Still, these concerns aside, the steps that Glaxo may employ to avoid the undue
divulgence of its trade secrets should be within reason. If termination is to be
considered as an option, it should be only as a final resort, if there is no other way
to avoid the conflict of interest.
In this case, Glaxo's assailed policy does not call for automatic termination,
providing as it does a process that allows for all the opportunities for a mutually
agreeable solution. Per the Employee Handbook, "every effort shall be made,
together by management and the employee, to arrive at a solution within six (6)
months, either by transfer to another department in a non-counter checking
position, or by career preparation toward outside employment after Glaxo
Wellcome. Employees must be prepared for possible resignation within six (6)
months, if no other solution is feasible."21
This procedure is extremely reasonable under the circumstances, and we have no
problems in upholding its validity. As noted in the Resolution: "[i]n any event, from
the wordings of the contractual provision and the policy in its employee handbook,
it is clear that Glaxo does not impose an absolute prohibition against relationships
between its employees and those of competitor companies. Its employees are free
to cultivate relationships with and marry persons of their own choosing."22 It
recognizes the concern arising from the possible conflict of interest, yet dissuades
the enforcement of a hasty, unilateral solution. It appears from the record of this
case that such a procedure was adopted in good faith by both parties. Tecson may
find fault with the fact that Glaxo refused his request for transfer to the milk
division, a step which, if resorted to, may have resolved the perceived conflict of
interest. Yet the procedure involved allows the transfer only if mutually agreed
upon, and besides, employees cannot generally compel the employer to transfer
them from one division to another, this being a management prerogative.

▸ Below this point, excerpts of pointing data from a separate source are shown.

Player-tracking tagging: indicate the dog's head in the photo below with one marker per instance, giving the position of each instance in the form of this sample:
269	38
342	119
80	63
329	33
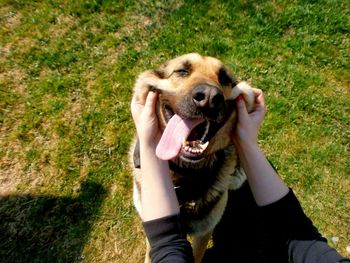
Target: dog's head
196	108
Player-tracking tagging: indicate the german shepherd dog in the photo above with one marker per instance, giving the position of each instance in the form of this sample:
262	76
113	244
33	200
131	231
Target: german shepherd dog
196	112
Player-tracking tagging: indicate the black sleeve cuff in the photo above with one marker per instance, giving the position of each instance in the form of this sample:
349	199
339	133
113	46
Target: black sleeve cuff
287	220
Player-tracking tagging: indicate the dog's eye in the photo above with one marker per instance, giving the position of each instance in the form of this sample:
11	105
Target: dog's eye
182	72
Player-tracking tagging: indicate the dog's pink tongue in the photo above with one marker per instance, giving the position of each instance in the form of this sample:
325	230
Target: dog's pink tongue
171	141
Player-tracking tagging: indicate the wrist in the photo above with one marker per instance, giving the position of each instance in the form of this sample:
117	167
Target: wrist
244	145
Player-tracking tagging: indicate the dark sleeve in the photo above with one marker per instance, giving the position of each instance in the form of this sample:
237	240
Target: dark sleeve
167	240
287	220
312	251
289	225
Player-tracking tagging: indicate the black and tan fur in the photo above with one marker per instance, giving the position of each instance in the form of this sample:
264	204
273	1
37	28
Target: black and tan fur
201	184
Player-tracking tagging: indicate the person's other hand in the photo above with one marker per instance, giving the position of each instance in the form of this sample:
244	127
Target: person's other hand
145	118
248	124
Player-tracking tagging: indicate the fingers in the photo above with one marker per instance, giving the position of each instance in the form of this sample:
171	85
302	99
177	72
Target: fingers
241	109
151	102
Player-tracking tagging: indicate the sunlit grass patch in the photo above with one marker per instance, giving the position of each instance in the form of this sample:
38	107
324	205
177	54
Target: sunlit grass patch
66	75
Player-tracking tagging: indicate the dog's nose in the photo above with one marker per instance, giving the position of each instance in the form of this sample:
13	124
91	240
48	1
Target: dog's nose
206	96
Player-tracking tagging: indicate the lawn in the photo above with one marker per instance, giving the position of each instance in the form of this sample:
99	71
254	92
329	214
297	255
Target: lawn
66	74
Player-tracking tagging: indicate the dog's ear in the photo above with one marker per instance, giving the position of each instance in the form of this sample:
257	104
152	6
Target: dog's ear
226	78
136	155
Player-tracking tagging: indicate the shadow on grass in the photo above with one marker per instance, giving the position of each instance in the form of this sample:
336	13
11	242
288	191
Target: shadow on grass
47	228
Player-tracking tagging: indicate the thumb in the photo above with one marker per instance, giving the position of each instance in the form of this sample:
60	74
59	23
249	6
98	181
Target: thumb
241	109
151	101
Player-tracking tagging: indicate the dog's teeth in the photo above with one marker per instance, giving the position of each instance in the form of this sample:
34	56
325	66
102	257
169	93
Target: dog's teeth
204	146
206	130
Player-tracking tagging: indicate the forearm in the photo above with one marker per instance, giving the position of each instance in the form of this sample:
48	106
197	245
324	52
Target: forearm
158	198
266	185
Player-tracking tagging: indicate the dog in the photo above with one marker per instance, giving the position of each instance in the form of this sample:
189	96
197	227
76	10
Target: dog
196	112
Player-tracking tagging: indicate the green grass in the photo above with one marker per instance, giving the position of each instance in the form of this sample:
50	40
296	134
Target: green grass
66	74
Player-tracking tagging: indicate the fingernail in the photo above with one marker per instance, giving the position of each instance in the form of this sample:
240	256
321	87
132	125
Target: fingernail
152	88
239	98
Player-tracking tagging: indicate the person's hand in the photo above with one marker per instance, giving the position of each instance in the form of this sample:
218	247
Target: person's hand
145	118
248	124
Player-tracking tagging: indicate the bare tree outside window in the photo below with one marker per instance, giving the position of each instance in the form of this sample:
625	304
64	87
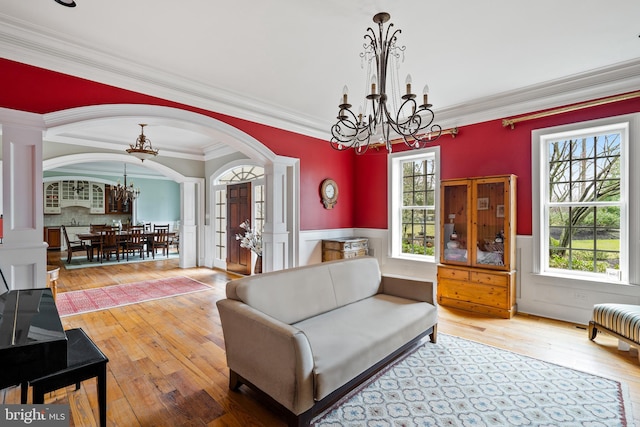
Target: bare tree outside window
418	207
584	203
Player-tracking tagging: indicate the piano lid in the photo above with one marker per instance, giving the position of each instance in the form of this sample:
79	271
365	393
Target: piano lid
28	316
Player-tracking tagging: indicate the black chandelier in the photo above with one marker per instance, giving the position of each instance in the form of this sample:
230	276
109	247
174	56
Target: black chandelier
128	192
411	122
142	148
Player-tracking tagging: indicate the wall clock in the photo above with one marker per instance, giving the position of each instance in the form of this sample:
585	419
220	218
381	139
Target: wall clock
329	193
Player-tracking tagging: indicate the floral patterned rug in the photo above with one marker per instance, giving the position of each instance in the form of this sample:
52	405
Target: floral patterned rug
458	382
77	302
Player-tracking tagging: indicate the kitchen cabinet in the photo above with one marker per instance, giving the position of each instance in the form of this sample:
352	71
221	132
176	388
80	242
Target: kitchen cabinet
477	246
53	237
75	193
72	232
52	198
62	194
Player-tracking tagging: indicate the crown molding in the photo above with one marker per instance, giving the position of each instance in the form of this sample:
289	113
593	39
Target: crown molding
24	42
30	44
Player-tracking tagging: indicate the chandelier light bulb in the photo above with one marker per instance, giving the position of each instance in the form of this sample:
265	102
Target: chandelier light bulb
425	95
408	83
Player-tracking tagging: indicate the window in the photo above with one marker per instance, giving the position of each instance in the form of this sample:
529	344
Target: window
414	191
581	215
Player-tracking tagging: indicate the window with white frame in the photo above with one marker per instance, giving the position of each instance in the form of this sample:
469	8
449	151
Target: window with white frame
582	203
414	194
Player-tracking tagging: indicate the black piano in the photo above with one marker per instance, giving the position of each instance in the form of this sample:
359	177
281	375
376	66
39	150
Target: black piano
32	341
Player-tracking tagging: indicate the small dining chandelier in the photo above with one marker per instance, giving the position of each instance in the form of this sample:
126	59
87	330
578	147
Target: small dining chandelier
142	149
410	121
126	193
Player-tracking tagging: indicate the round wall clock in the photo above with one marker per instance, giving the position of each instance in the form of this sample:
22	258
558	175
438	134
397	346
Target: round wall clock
329	193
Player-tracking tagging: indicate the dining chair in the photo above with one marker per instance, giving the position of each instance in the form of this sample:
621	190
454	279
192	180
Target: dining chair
73	245
94	245
109	244
135	241
160	240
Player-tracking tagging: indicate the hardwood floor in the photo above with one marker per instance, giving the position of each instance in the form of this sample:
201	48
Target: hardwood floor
167	364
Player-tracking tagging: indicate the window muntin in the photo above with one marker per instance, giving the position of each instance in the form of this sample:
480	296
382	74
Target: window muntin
584	204
414	196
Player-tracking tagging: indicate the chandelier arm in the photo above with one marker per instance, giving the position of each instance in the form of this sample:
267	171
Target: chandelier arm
348	131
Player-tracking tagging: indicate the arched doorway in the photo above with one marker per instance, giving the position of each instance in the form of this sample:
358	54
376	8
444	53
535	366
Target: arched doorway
281	175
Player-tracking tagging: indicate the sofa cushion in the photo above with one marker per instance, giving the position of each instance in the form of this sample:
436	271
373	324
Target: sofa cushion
300	293
348	340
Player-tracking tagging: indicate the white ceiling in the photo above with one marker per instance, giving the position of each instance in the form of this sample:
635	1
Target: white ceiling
284	62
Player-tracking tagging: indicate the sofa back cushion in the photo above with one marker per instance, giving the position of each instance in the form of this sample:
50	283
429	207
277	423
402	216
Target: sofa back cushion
299	293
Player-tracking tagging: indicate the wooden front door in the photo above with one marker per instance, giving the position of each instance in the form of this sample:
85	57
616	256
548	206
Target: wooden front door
238	211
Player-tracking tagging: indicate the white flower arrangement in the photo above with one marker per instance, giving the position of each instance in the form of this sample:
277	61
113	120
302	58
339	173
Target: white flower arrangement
252	239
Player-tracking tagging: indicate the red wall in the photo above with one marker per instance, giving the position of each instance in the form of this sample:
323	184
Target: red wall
27	88
479	149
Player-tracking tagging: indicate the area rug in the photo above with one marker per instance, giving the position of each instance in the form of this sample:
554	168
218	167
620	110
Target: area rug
77	302
458	382
82	262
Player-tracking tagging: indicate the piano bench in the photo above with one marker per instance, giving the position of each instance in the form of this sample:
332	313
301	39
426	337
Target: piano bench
84	361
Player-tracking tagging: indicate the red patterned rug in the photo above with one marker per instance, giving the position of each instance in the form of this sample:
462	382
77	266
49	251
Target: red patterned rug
76	302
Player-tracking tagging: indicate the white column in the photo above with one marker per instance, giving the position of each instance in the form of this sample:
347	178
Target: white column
23	253
275	248
188	226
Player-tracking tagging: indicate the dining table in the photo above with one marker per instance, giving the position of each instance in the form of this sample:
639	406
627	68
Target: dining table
96	236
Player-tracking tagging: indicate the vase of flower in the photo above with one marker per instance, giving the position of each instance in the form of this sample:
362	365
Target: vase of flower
257	269
252	240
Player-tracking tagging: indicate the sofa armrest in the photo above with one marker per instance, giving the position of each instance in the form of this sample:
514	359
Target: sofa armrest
272	355
405	287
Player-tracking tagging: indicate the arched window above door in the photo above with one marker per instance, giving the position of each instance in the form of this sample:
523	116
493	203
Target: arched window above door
241	174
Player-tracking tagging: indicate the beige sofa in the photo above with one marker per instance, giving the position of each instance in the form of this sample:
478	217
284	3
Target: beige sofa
305	336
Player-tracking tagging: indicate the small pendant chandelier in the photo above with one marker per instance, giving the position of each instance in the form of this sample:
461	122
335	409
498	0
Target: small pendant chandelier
126	193
383	120
142	149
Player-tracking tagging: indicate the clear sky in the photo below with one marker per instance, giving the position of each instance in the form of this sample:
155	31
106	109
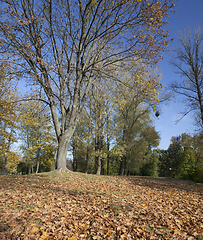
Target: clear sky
189	14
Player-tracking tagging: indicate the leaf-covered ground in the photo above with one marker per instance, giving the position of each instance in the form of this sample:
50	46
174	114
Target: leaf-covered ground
80	206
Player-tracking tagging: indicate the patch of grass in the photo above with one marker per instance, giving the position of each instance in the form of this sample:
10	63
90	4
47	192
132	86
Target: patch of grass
38	220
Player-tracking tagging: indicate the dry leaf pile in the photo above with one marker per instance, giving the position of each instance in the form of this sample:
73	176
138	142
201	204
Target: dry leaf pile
80	206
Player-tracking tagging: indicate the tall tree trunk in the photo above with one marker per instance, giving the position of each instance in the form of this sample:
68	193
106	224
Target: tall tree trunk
37	169
87	159
75	155
108	155
98	165
3	164
63	144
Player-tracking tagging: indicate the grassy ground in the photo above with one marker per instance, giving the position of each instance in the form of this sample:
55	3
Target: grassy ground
80	206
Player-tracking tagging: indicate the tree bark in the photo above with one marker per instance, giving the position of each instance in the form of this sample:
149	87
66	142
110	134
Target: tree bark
63	144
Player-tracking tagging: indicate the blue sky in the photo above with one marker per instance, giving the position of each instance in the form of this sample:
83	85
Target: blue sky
189	14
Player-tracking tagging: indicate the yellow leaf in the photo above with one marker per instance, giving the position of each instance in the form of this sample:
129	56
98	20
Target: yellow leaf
44	235
34	229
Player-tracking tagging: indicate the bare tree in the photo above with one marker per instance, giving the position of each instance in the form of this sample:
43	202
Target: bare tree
188	62
64	45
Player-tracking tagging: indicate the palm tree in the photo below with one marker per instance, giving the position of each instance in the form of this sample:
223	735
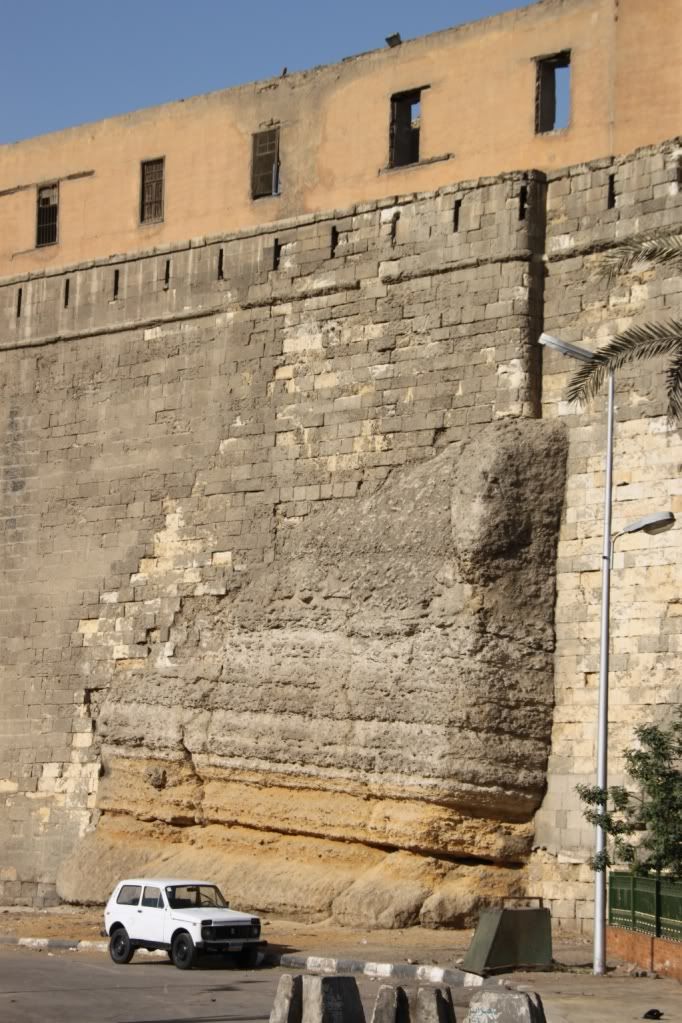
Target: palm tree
640	342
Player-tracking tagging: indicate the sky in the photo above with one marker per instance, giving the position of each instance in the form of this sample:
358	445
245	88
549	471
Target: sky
64	62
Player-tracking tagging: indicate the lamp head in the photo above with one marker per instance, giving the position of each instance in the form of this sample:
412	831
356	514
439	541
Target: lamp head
651	524
565	348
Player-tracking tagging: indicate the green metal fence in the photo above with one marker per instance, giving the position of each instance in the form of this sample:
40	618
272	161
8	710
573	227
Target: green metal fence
651	905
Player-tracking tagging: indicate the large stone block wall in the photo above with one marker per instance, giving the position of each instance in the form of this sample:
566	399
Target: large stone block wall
646	626
262	574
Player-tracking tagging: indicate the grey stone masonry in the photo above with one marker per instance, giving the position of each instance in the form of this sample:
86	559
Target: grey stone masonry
183	403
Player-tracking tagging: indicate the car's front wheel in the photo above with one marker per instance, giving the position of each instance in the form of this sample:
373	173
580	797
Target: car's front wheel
183	951
121	949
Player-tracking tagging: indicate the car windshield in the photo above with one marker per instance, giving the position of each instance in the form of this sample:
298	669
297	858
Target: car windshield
192	896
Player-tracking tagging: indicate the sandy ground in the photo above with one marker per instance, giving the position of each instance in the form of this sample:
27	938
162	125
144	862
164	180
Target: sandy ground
416	943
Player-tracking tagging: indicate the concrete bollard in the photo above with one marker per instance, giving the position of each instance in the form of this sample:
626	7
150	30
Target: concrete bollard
391	1006
427	1005
435	1006
331	999
287	1007
506	1007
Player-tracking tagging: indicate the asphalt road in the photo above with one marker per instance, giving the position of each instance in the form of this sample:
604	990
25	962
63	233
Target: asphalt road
82	987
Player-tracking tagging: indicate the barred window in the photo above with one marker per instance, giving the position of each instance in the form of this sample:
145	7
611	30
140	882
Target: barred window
405	125
552	92
265	164
151	192
48	209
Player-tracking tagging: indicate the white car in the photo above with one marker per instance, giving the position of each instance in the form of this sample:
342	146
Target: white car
182	917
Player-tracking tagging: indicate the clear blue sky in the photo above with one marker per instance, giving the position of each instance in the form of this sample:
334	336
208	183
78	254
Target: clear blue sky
66	61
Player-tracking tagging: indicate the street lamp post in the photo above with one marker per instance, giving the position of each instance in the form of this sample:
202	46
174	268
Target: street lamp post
649	524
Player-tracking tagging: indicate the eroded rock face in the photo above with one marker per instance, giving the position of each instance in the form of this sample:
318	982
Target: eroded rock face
385	680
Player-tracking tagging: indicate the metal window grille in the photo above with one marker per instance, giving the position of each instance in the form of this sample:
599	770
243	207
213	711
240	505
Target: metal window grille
265	164
48	209
405	124
151	198
545	90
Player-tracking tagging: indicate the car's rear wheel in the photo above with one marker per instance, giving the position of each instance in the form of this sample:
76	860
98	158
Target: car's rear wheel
121	949
183	952
247	958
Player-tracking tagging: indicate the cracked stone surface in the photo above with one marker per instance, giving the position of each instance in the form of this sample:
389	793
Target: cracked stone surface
378	695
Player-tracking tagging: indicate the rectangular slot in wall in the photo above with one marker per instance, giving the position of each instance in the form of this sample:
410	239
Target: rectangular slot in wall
523	202
456	210
552	92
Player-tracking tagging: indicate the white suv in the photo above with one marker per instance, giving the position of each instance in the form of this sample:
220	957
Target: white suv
182	917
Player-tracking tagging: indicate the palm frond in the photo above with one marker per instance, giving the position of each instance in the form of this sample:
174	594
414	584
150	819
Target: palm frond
640	342
653	249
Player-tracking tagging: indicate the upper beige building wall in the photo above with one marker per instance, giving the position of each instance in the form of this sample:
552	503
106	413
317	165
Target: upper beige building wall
479	114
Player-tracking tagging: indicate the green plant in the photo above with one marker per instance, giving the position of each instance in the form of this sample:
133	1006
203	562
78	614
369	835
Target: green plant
653	810
639	342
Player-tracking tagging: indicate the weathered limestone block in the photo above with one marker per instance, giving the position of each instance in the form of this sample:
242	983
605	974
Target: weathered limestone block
287	1007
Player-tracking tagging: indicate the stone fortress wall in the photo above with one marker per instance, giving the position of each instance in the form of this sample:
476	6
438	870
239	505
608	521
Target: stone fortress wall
280	526
476	117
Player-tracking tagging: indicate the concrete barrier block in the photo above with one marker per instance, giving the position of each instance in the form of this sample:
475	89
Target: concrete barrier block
392	1006
434	1005
506	1007
287	1007
331	999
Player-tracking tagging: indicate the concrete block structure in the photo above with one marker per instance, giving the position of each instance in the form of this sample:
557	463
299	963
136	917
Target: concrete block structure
301	539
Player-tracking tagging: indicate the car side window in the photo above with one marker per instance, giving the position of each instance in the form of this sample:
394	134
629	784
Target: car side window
152	898
129	895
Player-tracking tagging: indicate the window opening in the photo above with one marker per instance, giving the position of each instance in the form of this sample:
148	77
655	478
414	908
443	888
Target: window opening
48	209
552	92
523	202
151	191
405	126
455	214
394	228
265	164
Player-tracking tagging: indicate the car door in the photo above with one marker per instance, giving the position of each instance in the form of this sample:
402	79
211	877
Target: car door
150	915
127	904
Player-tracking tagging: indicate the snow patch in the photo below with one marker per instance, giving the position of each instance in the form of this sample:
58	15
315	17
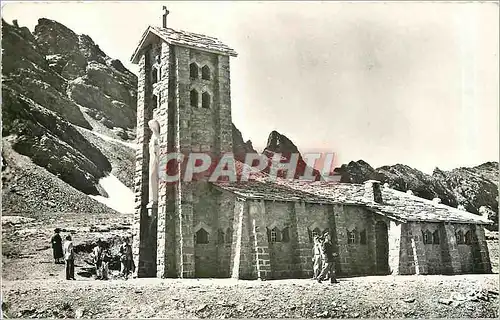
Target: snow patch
120	197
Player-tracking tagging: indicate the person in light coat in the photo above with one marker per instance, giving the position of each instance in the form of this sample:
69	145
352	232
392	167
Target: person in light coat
316	257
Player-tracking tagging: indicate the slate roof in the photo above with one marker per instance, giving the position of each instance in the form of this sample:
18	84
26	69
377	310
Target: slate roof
396	205
185	39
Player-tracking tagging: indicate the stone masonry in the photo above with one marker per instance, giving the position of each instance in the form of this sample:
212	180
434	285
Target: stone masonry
204	229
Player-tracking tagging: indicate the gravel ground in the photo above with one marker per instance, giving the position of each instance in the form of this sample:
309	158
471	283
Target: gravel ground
33	286
468	296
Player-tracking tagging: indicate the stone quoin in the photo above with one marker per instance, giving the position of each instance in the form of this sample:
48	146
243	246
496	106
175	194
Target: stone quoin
264	228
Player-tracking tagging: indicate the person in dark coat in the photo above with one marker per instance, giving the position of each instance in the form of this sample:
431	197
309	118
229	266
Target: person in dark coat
69	256
126	258
57	247
328	256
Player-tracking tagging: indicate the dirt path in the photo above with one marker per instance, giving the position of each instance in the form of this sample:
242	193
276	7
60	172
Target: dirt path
468	296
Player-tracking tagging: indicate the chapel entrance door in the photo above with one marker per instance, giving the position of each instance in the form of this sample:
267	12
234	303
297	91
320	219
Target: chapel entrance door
382	248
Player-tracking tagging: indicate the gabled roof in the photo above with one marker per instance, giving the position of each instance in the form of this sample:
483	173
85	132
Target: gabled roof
396	205
184	39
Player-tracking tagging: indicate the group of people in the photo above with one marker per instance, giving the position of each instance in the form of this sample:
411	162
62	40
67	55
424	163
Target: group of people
64	253
101	257
324	259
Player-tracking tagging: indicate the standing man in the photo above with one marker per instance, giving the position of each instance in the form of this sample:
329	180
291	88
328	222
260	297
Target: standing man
57	246
328	260
69	256
97	259
126	258
317	263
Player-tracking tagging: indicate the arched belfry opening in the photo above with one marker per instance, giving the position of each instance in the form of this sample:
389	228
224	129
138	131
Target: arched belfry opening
194	98
205	100
205	73
193	71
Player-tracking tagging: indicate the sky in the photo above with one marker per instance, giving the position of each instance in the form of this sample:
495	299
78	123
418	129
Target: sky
386	82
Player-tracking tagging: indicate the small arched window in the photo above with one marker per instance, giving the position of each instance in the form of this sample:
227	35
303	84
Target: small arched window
229	235
460	237
154	102
154	75
351	236
201	237
316	232
435	237
194	98
427	237
205	100
274	235
285	235
205	73
193	71
220	236
327	230
362	237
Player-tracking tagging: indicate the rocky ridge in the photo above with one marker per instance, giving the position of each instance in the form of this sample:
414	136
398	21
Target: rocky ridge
475	189
56	85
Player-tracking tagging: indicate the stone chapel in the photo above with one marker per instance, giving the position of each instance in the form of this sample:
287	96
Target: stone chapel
263	229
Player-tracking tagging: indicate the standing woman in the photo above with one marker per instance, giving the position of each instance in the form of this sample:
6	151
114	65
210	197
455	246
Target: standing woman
57	246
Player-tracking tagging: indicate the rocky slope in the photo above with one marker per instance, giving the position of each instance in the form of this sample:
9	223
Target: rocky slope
70	109
476	188
56	85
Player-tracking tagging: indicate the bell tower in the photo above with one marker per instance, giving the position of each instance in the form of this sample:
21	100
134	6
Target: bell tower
184	85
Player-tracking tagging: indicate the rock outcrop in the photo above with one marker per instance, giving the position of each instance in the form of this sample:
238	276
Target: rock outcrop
240	147
280	144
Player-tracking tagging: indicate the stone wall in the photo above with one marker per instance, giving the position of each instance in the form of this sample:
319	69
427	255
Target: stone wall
186	129
356	258
262	256
445	256
144	234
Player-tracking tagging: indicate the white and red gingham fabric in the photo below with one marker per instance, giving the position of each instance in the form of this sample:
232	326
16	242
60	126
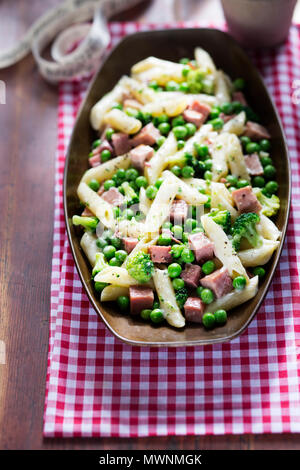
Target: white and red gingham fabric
98	386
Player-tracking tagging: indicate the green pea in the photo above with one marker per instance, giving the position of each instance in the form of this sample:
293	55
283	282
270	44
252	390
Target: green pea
176	170
208	320
164	239
191	128
164	128
187	256
208	267
269	171
220	316
242	183
109	184
161	140
271	187
178	283
105	155
141	182
158	183
177	231
207	296
145	314
176	251
239	84
99	286
180	132
259	181
174	270
265	145
123	302
109	133
151	192
252	147
94	185
259	271
202	150
109	251
114	262
188	171
239	282
131	174
157	315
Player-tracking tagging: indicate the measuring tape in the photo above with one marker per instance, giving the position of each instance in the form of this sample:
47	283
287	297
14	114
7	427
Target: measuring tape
91	39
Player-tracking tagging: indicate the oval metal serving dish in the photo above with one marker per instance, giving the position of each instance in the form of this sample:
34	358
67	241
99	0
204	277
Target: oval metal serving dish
172	45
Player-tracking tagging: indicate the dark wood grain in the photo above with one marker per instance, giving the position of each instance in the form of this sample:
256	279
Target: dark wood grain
27	152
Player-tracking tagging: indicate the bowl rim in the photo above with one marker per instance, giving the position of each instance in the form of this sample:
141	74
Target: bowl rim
180	343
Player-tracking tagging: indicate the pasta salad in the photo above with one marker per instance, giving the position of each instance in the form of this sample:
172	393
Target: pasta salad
179	198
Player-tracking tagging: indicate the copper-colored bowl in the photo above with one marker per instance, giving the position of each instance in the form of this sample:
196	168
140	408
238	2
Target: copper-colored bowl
173	44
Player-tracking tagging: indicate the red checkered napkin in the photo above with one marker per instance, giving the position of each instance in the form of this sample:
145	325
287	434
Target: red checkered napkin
98	386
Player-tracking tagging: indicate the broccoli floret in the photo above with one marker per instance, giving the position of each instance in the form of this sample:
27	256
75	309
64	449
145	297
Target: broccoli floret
140	266
181	296
99	265
130	195
245	227
270	205
89	223
222	218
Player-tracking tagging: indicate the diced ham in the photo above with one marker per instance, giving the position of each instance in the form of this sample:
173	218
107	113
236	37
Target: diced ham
194	309
95	160
148	135
194	117
202	108
121	143
140	298
219	282
191	275
178	211
113	197
245	200
240	97
140	154
202	247
256	131
253	164
130	243
87	213
132	103
160	254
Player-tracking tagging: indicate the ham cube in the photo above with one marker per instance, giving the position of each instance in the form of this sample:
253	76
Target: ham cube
219	282
194	309
147	136
140	298
253	164
113	197
191	275
178	211
140	154
202	247
256	131
130	243
160	254
245	200
121	143
240	97
194	117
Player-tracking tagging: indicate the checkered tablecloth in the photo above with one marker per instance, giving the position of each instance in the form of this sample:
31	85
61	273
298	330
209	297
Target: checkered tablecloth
98	386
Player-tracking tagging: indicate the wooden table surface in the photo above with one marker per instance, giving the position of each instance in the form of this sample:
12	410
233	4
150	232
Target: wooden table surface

And finally, if no mutual resolution is arrived at, termination and voluntary
resignation remain as viable options. Neither obtained in this case, and we have
already ruled that the transfer was valid and did not constitute constructive
dismissal. If Glaxo, or any employer with a similarly drawn-out procedure, were to
ultimately resort to termination, the burden would still fall upon it to establish that
such termination is in accordance with the just causes as provided in Article 282 of
the Labor Code. Without such linkage, the termination would be invalid.
The fact that there was no actual termination in this case obviates the need for us
to further apply Article 282 or the jurisprudential rules on illegal termination to this
case.
Still, should Glaxo retain the said policy, and another employee trek the same trail
as Tecson did, it cannot be foreordained that the Court would similarly rule for Glaxo
and against the said employee. As repeatedly emphasized, it all depends on the
particular circumstances of each case. And ultimately, if dismissal, constructive or
otherwise, is resorted to, the standards for termination set by the Labor Code must
still be complied with.
WHEREFORE, petitioner's Motion for Reconsideration is DENIED WITH FINALITY.